Made this tonight for the first time, it was easy and delicious! My whole family loved it. Will definitely be making again!
Yay! So glad this soup was a hit. Thanks for making it and for coming back to leave a review. I so appreciate it!
Delicious! Added a table spoon of butter with the onions and one teaspoon of liquid smoke at the end. Also cubed one potato to the vegetables. Very tasty!!! And better than my grandmas meat version. Thank you!
Yay! So glad you loved this recipe, Mallory. Thanks for making it and for coming back to leave a review. I appreciate it!
This is really good and great for meal prep!
Amazing! I am so glad you are enjoying this soup, Craig. Thank you for taking the time to share your review and star rating, I appreciate it!

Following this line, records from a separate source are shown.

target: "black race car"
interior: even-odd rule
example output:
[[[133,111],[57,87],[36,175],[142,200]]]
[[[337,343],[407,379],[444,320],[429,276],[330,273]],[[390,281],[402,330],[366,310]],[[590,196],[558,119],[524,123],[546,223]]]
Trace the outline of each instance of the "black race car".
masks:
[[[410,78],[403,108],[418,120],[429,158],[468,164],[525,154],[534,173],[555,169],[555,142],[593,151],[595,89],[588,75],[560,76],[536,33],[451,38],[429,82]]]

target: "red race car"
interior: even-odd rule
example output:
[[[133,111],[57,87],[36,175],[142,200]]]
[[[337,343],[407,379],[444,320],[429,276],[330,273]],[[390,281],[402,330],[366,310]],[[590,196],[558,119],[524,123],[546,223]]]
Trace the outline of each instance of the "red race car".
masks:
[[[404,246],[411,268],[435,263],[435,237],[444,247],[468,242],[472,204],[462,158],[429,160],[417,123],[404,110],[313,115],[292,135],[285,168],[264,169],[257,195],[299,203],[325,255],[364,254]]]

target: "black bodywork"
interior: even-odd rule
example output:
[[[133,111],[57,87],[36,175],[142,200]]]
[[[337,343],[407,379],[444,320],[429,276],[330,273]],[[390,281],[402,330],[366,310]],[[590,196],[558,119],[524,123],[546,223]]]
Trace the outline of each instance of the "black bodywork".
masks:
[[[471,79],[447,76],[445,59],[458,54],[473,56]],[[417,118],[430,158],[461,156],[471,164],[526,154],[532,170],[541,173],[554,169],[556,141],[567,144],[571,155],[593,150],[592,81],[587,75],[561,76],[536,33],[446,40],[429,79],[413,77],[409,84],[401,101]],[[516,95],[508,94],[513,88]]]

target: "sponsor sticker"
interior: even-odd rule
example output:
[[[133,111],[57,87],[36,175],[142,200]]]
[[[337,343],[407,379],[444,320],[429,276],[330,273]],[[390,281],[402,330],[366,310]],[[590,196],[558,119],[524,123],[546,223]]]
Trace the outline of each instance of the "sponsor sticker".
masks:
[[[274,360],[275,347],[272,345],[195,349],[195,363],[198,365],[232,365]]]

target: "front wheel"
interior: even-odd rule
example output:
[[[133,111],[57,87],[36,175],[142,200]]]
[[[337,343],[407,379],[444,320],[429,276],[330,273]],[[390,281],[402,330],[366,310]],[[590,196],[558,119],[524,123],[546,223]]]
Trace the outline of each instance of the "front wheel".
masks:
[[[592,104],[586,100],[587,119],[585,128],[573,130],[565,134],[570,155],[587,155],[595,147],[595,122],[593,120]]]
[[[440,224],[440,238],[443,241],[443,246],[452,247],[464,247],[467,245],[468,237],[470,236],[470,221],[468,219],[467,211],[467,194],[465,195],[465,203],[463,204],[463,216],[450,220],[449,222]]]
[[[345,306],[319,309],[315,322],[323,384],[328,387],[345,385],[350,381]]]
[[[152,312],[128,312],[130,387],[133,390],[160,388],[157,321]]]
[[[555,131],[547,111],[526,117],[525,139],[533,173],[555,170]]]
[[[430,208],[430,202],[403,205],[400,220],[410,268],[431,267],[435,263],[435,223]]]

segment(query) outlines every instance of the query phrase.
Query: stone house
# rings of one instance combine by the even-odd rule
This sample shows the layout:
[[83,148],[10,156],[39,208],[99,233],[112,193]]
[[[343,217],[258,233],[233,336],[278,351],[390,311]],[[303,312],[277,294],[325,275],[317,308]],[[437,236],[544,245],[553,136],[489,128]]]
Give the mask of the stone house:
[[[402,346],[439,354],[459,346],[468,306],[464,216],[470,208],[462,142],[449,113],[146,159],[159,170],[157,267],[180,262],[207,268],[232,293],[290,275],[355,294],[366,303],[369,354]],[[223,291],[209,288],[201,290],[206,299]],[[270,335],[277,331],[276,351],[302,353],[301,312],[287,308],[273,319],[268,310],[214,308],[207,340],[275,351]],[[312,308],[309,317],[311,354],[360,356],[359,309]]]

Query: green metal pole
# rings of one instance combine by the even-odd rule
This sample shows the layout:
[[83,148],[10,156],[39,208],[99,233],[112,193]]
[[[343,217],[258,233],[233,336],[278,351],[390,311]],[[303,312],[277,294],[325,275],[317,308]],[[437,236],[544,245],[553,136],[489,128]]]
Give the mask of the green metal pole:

Wow! Brittany, this is THE BEST split pea soup recipe!! What a great blending of flavors that makes this soup so delicious! The thyme and oregano with the smoked paprika, tamari (Braggs in my case) and the fresh taste of the lemon…… perfect. Can’t wait to have it again for dinner tonight!! Thank you for sharing.
WOO! This means so much to me and I am glad to hear this soup turned out great for you. Thank you for sharing your review & star rating, I appreciate it!

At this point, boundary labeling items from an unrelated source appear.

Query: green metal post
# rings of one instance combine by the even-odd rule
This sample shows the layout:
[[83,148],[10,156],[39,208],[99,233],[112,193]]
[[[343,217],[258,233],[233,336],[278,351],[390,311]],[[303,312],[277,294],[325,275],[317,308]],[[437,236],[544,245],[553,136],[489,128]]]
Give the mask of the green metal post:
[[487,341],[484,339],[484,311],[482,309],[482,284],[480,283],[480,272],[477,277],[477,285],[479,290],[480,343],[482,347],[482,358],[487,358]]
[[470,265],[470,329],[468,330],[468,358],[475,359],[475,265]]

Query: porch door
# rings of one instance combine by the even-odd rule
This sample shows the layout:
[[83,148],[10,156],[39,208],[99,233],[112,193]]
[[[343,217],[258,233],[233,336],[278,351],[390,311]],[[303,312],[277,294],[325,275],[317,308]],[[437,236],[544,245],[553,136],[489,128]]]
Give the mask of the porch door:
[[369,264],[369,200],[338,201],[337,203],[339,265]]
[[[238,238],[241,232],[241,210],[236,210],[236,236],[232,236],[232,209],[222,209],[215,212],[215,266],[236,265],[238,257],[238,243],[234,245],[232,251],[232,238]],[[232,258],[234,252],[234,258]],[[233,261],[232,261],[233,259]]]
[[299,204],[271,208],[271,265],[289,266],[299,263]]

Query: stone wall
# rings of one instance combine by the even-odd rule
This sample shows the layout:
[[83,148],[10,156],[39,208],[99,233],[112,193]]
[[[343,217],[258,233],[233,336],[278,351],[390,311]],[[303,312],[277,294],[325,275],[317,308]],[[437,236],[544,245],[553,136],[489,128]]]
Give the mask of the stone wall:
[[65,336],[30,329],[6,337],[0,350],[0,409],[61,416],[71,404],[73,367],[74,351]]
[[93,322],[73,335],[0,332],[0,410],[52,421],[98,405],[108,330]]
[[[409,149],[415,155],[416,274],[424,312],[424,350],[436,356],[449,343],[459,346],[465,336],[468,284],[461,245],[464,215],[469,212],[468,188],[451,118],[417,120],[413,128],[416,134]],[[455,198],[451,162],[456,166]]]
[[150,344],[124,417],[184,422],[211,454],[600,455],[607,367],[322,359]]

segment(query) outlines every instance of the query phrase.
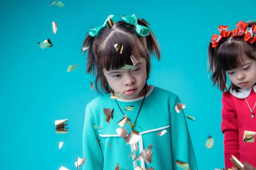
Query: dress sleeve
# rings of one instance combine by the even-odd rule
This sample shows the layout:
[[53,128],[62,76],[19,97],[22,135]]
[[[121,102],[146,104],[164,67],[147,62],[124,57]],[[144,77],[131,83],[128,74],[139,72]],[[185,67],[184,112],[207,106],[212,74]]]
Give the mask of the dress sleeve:
[[177,113],[175,107],[180,103],[179,97],[169,99],[170,130],[172,159],[172,169],[180,170],[176,164],[178,160],[187,163],[191,170],[198,170],[196,159],[183,109]]
[[83,156],[86,158],[83,170],[102,170],[103,156],[100,144],[99,133],[93,127],[95,119],[89,104],[85,109],[85,117],[83,131]]
[[237,116],[234,109],[235,106],[233,99],[228,94],[230,94],[224,92],[222,95],[221,127],[221,131],[224,134],[225,167],[231,168],[234,166],[230,160],[231,154],[239,159],[240,157]]

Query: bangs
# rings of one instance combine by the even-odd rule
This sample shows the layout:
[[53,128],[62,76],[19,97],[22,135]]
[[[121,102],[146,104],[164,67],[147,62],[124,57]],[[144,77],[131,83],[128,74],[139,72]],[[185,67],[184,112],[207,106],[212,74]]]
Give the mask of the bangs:
[[[125,65],[133,65],[132,55],[138,61],[141,57],[147,60],[146,48],[137,37],[118,31],[112,33],[99,48],[99,66],[109,71],[120,69]],[[114,45],[116,44],[122,45],[121,54],[116,51]]]
[[[233,37],[234,38],[234,37]],[[241,67],[246,57],[255,59],[253,49],[246,42],[226,42],[220,47],[217,54],[220,68],[225,71]]]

This was a wonderful recipe!
I made a few changes because I’m pregnant and breastfeeding. Instead of garlic I used Hing, replaced the onion with fennel and didn’t add the paprika. I also didn’t have tamari so I used coconut aminos. And made it on the instapot. It was delicious.
So glad you enjoyed this soup, Ashley. Thanks for making it and for coming back to leave a review. I so appreciate it!
This is wonderful!!! I added a little more carrot but it was the best !!!
Oh yay! So glad you enjoyed this soup, Sherry. Thanks for making it and for coming back to leave a review. I so appreciate it!
I’ve made a few split pea soups, and this one was the best, by FAR! Split pea soup is a very nostalgic meal for me and I remember my nana’s always being thick and hearty- exactly how this turned out! I would give 6 stars if I could!
Yay! I am thrilled to hear this, Anissa! I really appreciate you taking them time to come back and leave a review, it means the world to me.
Delicious! I used 8 cups of liquid – 4 cups of water and 4 cups of stock – since split pea always thickens up as it sets and I like mine a little looser. I used coconut aminos and that gave it the smoky meat flavor and a touch of sweetness. the lemon juice really brightens it up.
Woo! Thanks for sharing your changes, Steph. The coconut aminos sound like a delicious addition. I appreciate you coming back to leave a review and star rating!
Great soup! Yum.
Woo! Happy to hear that, Sara. Thanks for leaving a review, I appreciate it!